In the 1980s, Day-Lewis was a young actor known mostly for British stage work and television, but he was building a reputation as an immersive method actor. He had received good notices for his performances in “A Room with a View,” as the wealthy suitor of Helena Bonham Carter, and as a romantic Czech doctor in “The Unbearable Lightness of Being.”
In 1988 he was offered a screenplay based on the memoirs of Christy Brown, an Irish poet and painter born with cerebral palsy. When he read the opening scene where Christy puts on a record using only his left foot, Day-Lewis knew he had to play the part. He insisted on staying in a wheelchair throughout filming and nearly broke his rib holding Christy’s slouched position.

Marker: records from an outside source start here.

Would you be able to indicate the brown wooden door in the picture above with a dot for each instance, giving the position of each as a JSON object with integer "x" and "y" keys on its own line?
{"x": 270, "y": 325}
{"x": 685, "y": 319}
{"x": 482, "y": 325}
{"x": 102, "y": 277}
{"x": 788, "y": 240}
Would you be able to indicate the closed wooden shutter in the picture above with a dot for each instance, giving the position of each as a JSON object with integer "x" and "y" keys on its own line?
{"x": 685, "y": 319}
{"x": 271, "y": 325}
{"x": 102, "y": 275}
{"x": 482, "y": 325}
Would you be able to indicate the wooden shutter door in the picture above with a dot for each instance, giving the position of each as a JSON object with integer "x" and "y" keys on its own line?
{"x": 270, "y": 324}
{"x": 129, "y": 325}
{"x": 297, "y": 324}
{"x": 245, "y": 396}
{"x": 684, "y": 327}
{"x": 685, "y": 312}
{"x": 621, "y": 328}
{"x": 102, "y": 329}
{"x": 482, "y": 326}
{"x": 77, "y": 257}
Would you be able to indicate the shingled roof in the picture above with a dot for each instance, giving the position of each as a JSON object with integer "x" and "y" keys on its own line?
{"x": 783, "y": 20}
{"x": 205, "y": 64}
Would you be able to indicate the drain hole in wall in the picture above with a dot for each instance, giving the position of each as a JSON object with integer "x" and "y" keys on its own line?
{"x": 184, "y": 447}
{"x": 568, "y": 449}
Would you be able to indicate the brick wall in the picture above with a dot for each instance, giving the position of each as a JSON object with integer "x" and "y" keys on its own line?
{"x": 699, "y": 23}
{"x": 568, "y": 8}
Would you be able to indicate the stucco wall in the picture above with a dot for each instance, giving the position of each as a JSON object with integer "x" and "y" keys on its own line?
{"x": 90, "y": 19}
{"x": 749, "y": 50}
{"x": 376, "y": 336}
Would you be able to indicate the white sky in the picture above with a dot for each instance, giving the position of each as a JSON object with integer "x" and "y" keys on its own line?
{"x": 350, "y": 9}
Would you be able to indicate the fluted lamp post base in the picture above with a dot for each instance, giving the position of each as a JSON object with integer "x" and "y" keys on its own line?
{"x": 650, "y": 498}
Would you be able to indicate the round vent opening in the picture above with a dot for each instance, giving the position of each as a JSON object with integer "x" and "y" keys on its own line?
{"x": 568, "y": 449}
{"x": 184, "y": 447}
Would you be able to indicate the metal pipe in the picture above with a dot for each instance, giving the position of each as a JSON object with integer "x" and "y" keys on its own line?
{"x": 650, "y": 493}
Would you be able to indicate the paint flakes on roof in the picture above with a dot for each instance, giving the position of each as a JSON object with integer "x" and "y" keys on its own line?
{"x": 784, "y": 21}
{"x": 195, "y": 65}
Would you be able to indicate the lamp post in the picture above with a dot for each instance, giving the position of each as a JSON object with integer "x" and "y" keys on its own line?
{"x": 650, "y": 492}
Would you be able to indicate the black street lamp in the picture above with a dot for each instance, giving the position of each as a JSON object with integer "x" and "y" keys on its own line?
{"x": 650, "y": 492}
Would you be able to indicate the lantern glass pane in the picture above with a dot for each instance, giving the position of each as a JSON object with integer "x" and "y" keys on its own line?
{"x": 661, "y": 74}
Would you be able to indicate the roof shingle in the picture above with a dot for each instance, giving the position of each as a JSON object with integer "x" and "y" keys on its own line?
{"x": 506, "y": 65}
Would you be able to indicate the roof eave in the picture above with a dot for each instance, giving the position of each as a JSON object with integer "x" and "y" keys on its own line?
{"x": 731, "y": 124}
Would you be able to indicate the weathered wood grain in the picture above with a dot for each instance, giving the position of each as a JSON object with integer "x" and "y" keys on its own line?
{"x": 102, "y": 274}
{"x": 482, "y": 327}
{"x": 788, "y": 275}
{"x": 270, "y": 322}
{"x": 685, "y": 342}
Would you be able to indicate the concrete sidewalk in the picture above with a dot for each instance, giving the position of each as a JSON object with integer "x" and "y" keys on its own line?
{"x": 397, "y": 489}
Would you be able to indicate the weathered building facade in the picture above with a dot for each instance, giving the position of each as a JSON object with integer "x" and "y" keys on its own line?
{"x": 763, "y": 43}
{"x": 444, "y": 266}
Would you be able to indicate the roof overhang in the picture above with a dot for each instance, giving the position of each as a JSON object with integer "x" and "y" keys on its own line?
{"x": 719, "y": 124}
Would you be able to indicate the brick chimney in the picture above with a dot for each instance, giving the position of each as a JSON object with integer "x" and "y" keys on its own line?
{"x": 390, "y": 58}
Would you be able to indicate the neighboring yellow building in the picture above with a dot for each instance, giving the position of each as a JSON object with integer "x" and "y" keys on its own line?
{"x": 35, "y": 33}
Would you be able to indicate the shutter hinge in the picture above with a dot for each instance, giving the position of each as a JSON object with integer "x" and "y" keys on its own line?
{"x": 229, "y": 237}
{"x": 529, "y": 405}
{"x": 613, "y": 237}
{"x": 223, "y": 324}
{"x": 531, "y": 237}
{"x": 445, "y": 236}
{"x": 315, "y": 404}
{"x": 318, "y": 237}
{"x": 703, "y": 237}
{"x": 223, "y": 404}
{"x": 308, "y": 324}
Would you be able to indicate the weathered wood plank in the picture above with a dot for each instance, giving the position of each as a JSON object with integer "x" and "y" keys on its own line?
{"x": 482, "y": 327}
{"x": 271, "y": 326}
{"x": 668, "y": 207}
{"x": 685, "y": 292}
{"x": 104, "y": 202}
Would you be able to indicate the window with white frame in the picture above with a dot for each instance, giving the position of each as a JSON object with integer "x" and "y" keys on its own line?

The film was “My Left Foot,” for which Daniel Day-Lewis earned his first Oscar nomination and win for Best Actor. Over his career, he has become the record-holder for Best Actor wins with three (also including “There Will Be Blood” and “Lincoln”). He contends again at the upcoming March 4 ceremony for “Phantom Thread.”
In addition to his leading category, the movie was also nominated for:
Best Picture – Producer, Noel Pearson (lost to “Driving Miss Daisy”)

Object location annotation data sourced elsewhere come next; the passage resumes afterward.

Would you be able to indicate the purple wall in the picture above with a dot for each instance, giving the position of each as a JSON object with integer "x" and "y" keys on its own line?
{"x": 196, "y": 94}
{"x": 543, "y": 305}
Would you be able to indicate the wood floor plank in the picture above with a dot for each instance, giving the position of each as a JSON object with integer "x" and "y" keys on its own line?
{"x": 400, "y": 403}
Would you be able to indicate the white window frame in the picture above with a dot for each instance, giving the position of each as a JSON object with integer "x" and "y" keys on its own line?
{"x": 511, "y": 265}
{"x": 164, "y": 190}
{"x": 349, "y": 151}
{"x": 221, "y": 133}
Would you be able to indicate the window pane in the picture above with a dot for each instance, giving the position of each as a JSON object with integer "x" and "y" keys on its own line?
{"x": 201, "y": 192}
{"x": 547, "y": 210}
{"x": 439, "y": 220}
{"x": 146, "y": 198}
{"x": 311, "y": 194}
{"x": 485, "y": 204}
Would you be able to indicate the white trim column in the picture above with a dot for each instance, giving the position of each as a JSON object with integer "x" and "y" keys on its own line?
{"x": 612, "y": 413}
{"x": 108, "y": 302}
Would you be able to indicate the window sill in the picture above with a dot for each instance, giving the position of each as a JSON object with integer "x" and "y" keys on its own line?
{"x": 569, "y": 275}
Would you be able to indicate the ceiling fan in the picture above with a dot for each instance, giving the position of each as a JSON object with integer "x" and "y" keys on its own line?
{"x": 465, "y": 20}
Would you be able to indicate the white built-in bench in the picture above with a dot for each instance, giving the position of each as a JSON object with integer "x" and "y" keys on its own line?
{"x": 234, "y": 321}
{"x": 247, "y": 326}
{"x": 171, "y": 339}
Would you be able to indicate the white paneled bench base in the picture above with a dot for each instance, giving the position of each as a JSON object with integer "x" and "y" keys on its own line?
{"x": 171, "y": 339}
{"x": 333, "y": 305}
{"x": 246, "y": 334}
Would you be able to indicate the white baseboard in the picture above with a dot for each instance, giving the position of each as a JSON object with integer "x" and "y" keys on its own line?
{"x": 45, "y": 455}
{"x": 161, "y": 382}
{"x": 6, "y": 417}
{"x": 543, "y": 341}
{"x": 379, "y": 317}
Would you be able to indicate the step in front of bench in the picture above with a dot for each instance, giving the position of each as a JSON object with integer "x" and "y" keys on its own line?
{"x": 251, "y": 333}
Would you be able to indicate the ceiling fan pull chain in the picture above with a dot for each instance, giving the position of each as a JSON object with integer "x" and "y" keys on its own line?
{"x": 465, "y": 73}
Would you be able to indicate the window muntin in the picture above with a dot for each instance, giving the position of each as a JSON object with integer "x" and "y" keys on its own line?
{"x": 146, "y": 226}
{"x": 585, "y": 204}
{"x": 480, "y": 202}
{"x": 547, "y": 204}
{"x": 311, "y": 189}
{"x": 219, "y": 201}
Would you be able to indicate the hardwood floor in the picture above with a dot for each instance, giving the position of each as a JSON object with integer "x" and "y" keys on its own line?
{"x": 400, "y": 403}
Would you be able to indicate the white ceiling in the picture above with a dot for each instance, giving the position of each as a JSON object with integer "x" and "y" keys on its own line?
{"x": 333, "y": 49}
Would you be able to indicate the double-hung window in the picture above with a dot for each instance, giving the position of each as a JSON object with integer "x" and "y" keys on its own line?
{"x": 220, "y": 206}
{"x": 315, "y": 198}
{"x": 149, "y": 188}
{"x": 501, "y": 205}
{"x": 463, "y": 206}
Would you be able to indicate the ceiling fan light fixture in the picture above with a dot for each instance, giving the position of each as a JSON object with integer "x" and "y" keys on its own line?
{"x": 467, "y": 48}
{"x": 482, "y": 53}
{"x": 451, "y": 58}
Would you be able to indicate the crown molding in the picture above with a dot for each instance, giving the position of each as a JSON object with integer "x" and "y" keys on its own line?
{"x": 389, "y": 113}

Best Director – Jim Sheridan (lost to Oliver Stone, “Born on the Fourth of July”)
Best Adapted Screenplay – Jim Sheridan and Shane Connaughton (lost to Alfred Uhry, “Driving Miss Daisy”)
Best Supporting Actress – Brenda Fricker (won for her role as the loving mother)
Though his performance were unanimously praised, he still was not the year’s clear frontrunner and faced solid competition from his fellow nominees:
Kenneth Branagh, “Henry V” — Branagh’s epic adaptation of Shakespeare’s tragedy about the young British King who seeks revenge against the king of France, also received nominations for Branagh’s direction.
Tom Cruise, “Born on the Fourth of July” — His performance as paralyzed Vietnam veteran Ron Kovic earned Cruise the Golden Globe, beating out Day Lewis.
Morgan Freeman, “Driving Miss Daisy” — His performance as the chauffeur of a wealthy Jewish woman in the segregated South, earned Freeman the Golden Globe in the comedy category.
Robin Williams, “Dead Poets Society” — After his nomination, and loss for “Good Morning Vietnam” two years earlier, many thought Williams was a strong contender as a rogue poetry teacher at an Ivy league college.